New details come to light today, courtesy of the video game documentary series No Clip (the segment starts at 12:22). Designer Kevin Cloud, the person responsible for many of Doom 4‘s direction decisions, admitted that it ended up feeling too much like a Call of Duty game. “We had explored a direction and got to a certain point where we felt like this wasn’t really capturing what we felt like was going to be a strong Doom and what the fans would want from us,” he commented.
Producer Marty Stratton elaborated by saying “[It was] a lot more cinematic, a lot more story to it. There were a lot more characters around you that you were with throughout the course of the gameplay.” He continued “It was totally new. You were taking cover and popping up and shooting enemies. The demons looked a lot different. It took a while to get into actually fighting demons. You were kind of fighting a lot more zombie-type creatures early in the game.”
In hindsight, Cloud said that it wasn’t the right approach to a Doom game, but that his decisions were an attempt to get more connection to the world. It was an angle that looked at the global impact of what was happening and tried to tell the stories of many people. Creative director Hugo Martin smartly summed up why it didn’t work by offering “Doom is about one guy involved in big things and Doom 4 was more about the big things.”

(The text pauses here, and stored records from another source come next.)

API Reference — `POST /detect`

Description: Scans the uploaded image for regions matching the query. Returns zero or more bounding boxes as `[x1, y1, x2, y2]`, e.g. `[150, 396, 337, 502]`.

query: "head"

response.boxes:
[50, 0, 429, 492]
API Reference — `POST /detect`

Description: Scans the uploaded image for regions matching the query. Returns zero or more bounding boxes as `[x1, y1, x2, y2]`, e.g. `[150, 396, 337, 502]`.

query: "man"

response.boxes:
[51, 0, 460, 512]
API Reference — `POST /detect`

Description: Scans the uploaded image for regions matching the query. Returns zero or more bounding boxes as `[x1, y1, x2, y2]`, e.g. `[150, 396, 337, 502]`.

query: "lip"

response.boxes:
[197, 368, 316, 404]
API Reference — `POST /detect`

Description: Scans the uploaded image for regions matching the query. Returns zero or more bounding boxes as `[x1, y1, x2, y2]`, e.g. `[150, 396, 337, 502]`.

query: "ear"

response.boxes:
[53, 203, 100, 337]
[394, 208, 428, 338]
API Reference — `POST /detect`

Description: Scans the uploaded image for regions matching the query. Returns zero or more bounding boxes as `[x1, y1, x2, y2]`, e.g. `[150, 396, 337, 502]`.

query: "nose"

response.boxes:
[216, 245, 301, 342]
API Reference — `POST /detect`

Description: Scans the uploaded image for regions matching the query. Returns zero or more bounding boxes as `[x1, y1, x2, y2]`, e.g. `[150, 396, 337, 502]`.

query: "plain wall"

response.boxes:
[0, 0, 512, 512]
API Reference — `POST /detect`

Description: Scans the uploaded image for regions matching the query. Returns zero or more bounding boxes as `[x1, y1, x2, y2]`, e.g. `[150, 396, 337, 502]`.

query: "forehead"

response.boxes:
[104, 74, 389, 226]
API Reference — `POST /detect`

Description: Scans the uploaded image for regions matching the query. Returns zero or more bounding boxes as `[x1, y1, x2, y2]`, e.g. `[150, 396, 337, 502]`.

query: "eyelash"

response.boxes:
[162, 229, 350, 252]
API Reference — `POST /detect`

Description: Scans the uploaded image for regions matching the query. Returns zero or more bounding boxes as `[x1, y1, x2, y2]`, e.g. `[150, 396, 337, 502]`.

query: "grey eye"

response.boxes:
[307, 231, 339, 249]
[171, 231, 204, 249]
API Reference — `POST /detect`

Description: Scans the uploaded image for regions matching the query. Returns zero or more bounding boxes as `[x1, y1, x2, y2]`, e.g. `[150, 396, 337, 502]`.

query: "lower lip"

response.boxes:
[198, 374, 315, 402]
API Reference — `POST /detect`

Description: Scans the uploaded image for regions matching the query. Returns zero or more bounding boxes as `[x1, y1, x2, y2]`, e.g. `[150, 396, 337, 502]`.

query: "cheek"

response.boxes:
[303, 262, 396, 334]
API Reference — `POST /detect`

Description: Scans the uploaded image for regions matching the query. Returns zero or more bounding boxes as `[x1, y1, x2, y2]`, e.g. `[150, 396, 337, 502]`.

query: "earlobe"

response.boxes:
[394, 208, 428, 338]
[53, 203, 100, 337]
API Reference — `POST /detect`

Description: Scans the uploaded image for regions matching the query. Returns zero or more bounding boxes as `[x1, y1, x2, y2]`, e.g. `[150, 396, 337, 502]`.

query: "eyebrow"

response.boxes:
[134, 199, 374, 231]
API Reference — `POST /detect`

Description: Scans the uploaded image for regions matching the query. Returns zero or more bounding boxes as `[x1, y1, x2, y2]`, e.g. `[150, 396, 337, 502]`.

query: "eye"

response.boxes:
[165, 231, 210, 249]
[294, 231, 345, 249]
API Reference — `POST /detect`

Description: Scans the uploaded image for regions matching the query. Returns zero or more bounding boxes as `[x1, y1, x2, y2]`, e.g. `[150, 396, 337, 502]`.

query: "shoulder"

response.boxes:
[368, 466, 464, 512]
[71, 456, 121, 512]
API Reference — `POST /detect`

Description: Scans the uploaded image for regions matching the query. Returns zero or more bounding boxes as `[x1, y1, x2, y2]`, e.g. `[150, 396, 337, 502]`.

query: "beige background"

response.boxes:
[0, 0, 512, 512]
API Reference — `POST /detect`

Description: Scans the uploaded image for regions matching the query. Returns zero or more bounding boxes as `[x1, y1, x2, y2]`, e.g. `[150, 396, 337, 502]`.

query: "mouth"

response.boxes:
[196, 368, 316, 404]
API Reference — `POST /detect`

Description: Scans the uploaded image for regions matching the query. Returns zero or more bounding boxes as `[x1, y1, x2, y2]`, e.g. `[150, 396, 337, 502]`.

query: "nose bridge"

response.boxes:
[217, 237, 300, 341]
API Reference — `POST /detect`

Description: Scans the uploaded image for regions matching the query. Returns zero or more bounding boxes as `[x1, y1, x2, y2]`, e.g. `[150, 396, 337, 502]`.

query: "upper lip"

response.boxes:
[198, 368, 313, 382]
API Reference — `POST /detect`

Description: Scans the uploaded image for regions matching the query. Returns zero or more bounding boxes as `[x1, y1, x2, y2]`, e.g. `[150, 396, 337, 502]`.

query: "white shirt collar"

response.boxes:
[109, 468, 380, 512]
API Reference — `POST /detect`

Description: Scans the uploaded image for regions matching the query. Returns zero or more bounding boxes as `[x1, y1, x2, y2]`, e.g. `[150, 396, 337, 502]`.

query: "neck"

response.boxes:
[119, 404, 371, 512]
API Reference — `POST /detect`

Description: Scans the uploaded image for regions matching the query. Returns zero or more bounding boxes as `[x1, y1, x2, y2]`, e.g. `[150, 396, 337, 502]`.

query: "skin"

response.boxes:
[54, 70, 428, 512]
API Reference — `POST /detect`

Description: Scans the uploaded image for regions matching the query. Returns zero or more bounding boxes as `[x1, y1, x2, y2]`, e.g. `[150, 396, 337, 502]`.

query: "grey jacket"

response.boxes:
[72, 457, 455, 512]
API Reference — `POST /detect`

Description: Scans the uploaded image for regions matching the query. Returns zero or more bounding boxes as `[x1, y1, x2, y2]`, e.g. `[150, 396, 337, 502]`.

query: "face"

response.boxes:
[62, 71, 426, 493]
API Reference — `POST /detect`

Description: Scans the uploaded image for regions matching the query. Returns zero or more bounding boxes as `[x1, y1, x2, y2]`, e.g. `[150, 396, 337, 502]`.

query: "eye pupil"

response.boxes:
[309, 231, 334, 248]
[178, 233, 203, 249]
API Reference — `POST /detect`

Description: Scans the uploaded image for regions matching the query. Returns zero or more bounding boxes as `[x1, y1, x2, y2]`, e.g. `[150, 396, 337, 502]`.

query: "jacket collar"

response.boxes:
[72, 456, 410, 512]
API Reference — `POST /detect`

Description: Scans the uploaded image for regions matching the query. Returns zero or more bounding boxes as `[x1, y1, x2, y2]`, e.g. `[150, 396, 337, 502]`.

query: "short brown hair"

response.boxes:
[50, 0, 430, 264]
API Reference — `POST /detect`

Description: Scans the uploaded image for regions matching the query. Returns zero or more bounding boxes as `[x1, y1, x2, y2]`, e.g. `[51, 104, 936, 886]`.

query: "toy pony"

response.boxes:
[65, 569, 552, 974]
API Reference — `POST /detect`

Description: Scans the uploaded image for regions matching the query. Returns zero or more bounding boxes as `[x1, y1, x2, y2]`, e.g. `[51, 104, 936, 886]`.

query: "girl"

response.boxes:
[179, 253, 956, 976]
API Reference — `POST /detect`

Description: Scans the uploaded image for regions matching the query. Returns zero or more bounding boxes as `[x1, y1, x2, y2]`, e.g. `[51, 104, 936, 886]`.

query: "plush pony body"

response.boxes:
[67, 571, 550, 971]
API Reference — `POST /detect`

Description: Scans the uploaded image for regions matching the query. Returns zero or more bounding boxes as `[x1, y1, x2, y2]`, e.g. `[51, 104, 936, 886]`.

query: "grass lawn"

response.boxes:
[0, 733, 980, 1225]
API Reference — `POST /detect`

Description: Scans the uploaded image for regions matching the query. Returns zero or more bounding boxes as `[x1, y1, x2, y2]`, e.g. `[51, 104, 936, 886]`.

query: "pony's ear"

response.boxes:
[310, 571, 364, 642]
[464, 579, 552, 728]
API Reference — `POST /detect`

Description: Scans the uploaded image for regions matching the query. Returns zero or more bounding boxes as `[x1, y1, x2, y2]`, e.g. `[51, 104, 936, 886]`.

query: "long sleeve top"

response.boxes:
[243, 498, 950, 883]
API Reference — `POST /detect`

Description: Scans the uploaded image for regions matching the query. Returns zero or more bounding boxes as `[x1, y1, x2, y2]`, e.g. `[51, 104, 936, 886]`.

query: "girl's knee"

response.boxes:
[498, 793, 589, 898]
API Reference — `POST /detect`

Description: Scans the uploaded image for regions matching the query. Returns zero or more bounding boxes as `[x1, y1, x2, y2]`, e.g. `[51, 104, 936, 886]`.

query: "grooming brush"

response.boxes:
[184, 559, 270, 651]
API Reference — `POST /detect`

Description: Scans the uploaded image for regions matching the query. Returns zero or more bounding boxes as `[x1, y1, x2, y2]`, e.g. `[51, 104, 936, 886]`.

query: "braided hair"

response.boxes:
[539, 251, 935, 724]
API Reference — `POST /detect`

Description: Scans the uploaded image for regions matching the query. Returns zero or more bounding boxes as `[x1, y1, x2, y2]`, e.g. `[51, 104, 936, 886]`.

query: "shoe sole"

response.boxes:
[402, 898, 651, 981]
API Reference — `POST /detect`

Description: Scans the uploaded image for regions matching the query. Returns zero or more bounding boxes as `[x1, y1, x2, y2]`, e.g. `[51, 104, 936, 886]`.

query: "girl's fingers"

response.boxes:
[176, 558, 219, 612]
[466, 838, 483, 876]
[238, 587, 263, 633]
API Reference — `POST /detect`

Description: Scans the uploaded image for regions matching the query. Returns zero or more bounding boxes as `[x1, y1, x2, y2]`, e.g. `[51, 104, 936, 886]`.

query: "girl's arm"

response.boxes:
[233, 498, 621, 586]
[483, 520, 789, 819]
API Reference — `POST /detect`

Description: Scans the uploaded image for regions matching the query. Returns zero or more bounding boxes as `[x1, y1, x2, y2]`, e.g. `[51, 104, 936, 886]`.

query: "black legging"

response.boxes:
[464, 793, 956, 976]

The end result is that Doom 4 didn’t feel like Doom. Both id and parent company ZeniMax agreed that it should be ditched in favor of trying again. That’s a tough business call to make when you consider that actually releasing a game is the only way to make money. We’ll probably never know whether redoing all that work for this year’s Doom ended up making financial sense. But, it’s undoubtedly the option that kept Doom as a viable franchise for the foreseeable future.